A pencil on a written test

Using Data to Design Tests People Don’t Hate

David Saben is on a mission to make taking tests less painful, and he’s using data to do it. In this episode, he’ll discuss reviving methods developed in 1979 to shorten tests and make them more effective, as well as how to use psychometrics to aid in the design and crafting of an effective test.

David Saben: When I see my son who’s 11 years old, spending three days and testing when I know there’s absolutely no reason for it that you can do that in an hour.

Ginette Methot: I’m Ginette

Curtis Seare: And I’m Curtis

Ginette: And you are listening to Data Crunch

Curtis: A podcast about how applied data science, machine learning and artificial intelligence are changing the world.
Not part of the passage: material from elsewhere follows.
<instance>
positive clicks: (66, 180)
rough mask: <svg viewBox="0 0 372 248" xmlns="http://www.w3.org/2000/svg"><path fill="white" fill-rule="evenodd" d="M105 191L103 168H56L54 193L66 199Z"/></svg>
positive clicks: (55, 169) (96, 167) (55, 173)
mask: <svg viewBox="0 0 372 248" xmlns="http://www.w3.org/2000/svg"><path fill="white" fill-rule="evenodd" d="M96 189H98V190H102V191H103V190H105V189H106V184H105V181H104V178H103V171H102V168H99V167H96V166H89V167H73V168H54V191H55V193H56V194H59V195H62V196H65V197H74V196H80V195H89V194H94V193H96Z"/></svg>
The father of lean startup methodology once said “There are no facts inside the building so get the heck outside.”

The education industry is no different. Sometimes the facts that’ll make your machine learning career are waiting just outside your office. 

Read more at mode.com/mledu

m o d e dot com slash M L e d u

Ginette: Today we chat with David Saben, the CEO and president of Assessment Systems, an organization innovating psychometrics (the science of assessment)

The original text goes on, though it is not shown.